Justo entonces divisó un punto de luz, y su instinto, tan eficaz en otras ocasiones, la traicionó. Su pequeño cerebro procesó la nueva información y la interpretó de la única forma posible: era la Luna, el pequeño satélite que todas las noches surcaba velozmente el cielo de aquel mundo.

Las mariposas lunares sentían una irresistible atracción hacia la luz. En la época de apareamiento, millones de ellas volaban hacia lo alto, guiadas por el mortecino resplandor blanco del astro, para reunirse en fascinantes danzas nupciales. La necesidad de acudir hacia un foco luminoso era superior a cualquier otra; ante ella no contaba el instinto de conservación, ni el hambre, nada.

La mariposa lunar batió sus alas, de casi dos metros de envergadura, y se elevó hacia el firmamento, enfilando directamente hacia aquel brillo hipnótico. Sólo le importaba una cosa: llegar hasta él. Era incapaz de asimilar las anomalías de la situación, como que la Luna hubiera salido demasiadas veces en la misma noche, o que estuviera en un sitio equivocado, o que a su alrededor surgieran destellos intermitentes en rojo. Para la criatura sólo había un fulgor irresistible, que aumentaba poco a poco de tamaño, y eso lo hacía más deseable. Ni siquiera se daba cuenta de que volaba ya demasiado alto, de que el sol naranja asomaba por el horizonte y sus primeros rayos estaban destruyendo las delicadas escamas de sus alas, que se iban deshilachando y dejando tras ella un sutil rastro, como de humo. Su diminuta mente había alcanzado el éxtasis; todo a su alrededor era luz, de una intensidad embriagadora, magnífica, gloriosa.

La nave pasó junto a la mariposa lunar a velocidad de vértigo. Las turbulencias la destrozaron en un instante y sus restos, como las páginas rotas de un libro, cayeron mansamente hacia el bosque, para convertirse en alimento de los primeros carroñeros de la mañana.

A bordo de la nave, aquel pequeño drama pasó inadvertido. En la proa, el comandante había conectado el piloto automático y escuchaba música clásica, mientras que su joven ayudante repasaba por enésima vez unos apuntes en su holo portátil. Al día siguiente tenía un examen, y trataba de consolarse pensando en lo a gusto que se iba a quedar después, tomando unas cervezas con los amigos y criticando a los profesores.

En la cabina de pasajeros, el ambiente no era menos plácido. La mayoría de ellos dormía tranquilamente, mientras que otros preferían charlar en voz baja, bien por no molestar o por tener que contarse pequeños secretos al oído. Eran jóvenes, y parecían felices. Todos salvo uno, un hombre de treinta y tantos años estándar, que estaba sentado en segunda fila, apartado de los demás, y mirando sin interés a través de la ventanilla el espléndido panorama del despertar de Hades.

La nave sobrevolaba los interminables bosques del continente boreal, una alfombra blanquiazul desgarrada de vez en cuando por el cauce de un caudaloso río. El cielo, que hasta hacía poco había sido un tapiz negro constelado de estrellas, recordaba ahora a una gran bandera tricolor: añil hacia poniente, malva en el cenit y de un cálido rojizo donde Lucifer, o MH-3412 para los astrónomos, comenzaba a mostrar su disco. Lentamente, Lucifer se fue adueñando del firmamento mientras que el transporte de pasajeros se dirigía hacia el sur, entre nubes que iban perdiendo poco a poco los reflejos sangrientos del amanecer.

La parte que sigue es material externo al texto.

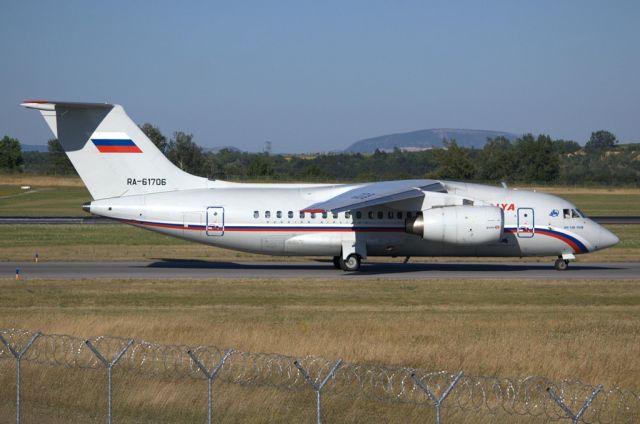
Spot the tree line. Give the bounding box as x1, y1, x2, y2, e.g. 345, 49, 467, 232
0, 123, 640, 185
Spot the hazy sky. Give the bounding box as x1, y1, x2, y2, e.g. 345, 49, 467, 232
0, 0, 640, 152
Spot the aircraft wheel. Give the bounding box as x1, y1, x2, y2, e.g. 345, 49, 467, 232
553, 259, 569, 271
340, 253, 361, 272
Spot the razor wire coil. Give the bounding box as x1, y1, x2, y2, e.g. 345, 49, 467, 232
0, 329, 640, 424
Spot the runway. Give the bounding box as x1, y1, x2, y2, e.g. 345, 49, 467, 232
0, 260, 640, 281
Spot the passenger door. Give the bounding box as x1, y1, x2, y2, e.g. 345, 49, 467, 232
516, 208, 536, 238
207, 206, 224, 236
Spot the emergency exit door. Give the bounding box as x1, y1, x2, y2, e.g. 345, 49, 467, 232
516, 208, 536, 238
207, 206, 224, 236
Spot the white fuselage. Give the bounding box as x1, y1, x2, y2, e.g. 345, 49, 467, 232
90, 181, 618, 257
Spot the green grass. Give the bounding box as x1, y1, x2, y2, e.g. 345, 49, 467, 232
0, 224, 189, 248
0, 185, 91, 216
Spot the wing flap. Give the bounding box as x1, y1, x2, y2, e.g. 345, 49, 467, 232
302, 180, 445, 213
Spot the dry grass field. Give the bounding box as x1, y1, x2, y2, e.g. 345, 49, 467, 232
0, 176, 640, 424
0, 279, 640, 423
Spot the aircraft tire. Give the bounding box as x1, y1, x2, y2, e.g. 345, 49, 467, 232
340, 253, 361, 272
553, 259, 569, 271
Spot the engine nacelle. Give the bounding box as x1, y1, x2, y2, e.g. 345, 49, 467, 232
405, 206, 504, 245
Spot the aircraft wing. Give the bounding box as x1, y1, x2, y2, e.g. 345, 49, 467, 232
302, 180, 445, 213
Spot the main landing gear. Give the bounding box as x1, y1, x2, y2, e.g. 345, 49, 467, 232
333, 253, 362, 272
553, 258, 569, 271
553, 253, 576, 271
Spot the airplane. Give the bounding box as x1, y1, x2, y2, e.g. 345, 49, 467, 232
22, 100, 619, 272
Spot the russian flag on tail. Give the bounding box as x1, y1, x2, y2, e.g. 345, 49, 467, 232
91, 132, 142, 153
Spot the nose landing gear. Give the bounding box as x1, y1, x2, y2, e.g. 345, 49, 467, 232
338, 253, 361, 272
553, 253, 576, 271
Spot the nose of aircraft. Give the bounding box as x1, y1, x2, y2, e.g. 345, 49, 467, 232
598, 227, 620, 249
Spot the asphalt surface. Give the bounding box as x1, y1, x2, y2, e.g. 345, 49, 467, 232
0, 260, 640, 280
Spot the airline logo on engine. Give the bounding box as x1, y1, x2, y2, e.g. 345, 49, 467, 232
496, 203, 516, 212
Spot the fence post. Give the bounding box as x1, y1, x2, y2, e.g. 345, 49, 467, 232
411, 371, 464, 424
293, 359, 342, 424
187, 349, 235, 424
85, 339, 133, 424
547, 384, 602, 424
0, 331, 42, 424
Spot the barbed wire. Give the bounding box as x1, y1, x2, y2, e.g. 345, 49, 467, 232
0, 329, 640, 424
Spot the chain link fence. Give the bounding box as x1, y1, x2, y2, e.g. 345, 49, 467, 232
0, 329, 640, 424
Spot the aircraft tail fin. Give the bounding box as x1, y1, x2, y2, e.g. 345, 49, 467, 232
22, 100, 208, 199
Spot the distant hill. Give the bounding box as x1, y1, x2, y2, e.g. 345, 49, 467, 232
20, 144, 49, 152
345, 128, 519, 153
203, 146, 242, 153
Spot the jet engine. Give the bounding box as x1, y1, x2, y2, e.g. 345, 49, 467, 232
405, 205, 504, 245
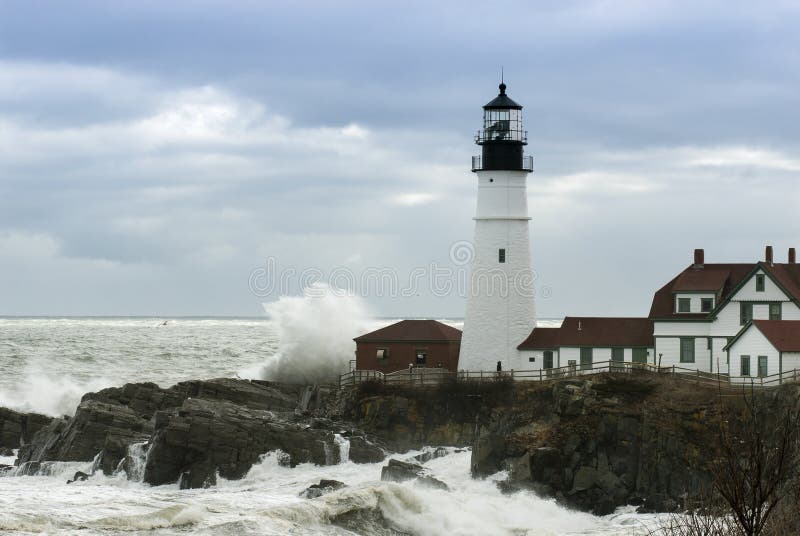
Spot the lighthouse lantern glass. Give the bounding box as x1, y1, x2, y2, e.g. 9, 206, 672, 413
483, 108, 522, 141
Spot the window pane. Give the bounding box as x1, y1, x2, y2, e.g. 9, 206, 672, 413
681, 339, 694, 363
758, 355, 767, 378
739, 303, 753, 325
581, 348, 592, 370
741, 355, 750, 376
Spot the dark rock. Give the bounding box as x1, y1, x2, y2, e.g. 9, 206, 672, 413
381, 458, 449, 490
16, 462, 42, 476
414, 447, 450, 463
67, 471, 89, 484
349, 435, 386, 463
0, 408, 53, 449
636, 493, 681, 514
300, 479, 346, 499
178, 460, 217, 489
381, 458, 425, 482
19, 398, 152, 473
417, 475, 450, 491
144, 399, 338, 486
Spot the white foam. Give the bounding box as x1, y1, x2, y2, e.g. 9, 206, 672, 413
92, 505, 206, 531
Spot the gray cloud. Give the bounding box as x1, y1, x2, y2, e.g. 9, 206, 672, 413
0, 1, 800, 316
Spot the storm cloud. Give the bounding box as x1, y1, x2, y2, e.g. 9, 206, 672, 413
0, 0, 800, 317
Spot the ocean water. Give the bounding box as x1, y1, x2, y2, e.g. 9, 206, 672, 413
0, 316, 659, 536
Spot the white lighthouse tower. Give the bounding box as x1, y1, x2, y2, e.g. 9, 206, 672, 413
458, 83, 535, 370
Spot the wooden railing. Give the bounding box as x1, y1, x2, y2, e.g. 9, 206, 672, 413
339, 361, 800, 388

Julio Ernesto Tancredi dejó a un lado sus meditaciones cuando una chica entró en la cabina de pasajeros. Iba vestida con uniforme militar y arrastraba un carro mayor que ella, lleno de bandejas con el desayuno. Fue saludada alegremente por los muchachos, mientras que Julio Ernesto fruncía el ceño. «Este mundo es tan primitivo que tienen que poner a una pobre recluta realizando las funciones de azafata, un trabajo digno de un robot». Tomó su bandeja y durante un cuarto de hora hizo lo posible por tragar un menú que exhibía todos los grados de la insipidez. «Al menos tienen algo en común con las grandes compañías aéreas del Sistema Solar».

La chica regresó para recoger las bandejas de plástico e introducirlas en una pequeña incineradora con ruedas. Cuando pasó junto a Julio Ernesto, éste le sonrió y le formuló una pregunta banal sobre su trabajo. Ella lo miró con curiosidad. No todos los días se tenía la oportunidad de charlar con un extranjero, así que se sentó a su lado.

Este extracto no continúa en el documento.